Jefferson expressed similar sentiments. It is unfortunate, therefore, that some local school boards see teachers simply as employees, instead of as those who inspire discovery and awaken students’ imaginations, as Mark Van Doren and Robert Frost said.
But while the Founders argued that schooling was a local responsibility, they were adamant about the public benefits to the nation. They believed that education should be public; is critical to democracy because it prepares an informed citizenry, able to ask questions; is important because it prevents aristocracy and promotes meritocracy; should be free from religion and ideology; should be equal and equally available to all citizens; and is a public investment that is worth the cost.
While the ideals of the Founders foundered on the compromises made to create a republic, they nevertheless created within the Constitution the mechanisms for correcting early mistakes and providing the means for continuing the pursuit of a “more perfect union,” which we have shown the ability to do.
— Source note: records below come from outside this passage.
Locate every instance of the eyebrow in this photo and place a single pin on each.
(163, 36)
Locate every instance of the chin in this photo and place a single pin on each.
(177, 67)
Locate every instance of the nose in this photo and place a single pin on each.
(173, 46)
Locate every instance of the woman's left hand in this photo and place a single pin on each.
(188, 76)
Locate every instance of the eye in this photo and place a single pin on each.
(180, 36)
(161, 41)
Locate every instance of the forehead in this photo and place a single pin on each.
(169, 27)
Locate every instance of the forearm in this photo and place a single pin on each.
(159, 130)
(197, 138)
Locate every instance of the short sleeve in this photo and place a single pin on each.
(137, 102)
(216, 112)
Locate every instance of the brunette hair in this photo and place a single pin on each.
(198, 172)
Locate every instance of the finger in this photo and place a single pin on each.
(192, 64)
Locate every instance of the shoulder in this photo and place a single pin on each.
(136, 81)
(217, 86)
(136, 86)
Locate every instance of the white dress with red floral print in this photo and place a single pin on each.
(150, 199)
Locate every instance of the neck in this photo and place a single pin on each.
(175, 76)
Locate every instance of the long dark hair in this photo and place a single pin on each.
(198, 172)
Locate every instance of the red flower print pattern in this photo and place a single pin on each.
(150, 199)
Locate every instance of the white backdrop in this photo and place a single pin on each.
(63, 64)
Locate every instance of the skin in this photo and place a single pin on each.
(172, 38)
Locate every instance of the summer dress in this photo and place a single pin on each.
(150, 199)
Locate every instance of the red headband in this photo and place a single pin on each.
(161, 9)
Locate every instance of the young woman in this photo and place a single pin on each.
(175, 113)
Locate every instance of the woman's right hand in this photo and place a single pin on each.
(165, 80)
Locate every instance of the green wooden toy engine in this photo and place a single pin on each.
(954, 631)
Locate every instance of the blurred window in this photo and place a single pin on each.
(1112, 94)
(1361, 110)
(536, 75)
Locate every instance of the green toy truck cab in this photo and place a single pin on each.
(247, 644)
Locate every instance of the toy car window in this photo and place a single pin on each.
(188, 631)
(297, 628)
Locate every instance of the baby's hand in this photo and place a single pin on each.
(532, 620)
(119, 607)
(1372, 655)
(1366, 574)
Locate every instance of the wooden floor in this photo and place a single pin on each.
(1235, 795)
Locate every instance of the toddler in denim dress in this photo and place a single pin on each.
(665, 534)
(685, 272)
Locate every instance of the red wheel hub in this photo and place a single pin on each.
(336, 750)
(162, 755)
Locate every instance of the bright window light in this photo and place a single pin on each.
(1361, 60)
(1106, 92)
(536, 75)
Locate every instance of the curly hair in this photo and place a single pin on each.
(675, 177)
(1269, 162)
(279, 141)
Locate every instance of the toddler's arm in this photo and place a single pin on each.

As we help our kids and grandkids, or relatives or neighbors’ kids, prepare for a new school year, let us acknowledge the noble profession of teaching, perhaps by remembering our own teachers, and do what we can to fulfill the Founders’ aspirations for true equality of education in America.

Robert A. Scott, Ph.D., is president emeritus of Adelphi University; the author of, or contributor to, 18 books and monographs; and the author of hundreds of articles on higher education and social issues. His latest book is “How University Boards Work” (Johns Hopkins University Press, 2018; Eric Hoffer Prize awardee, 2019).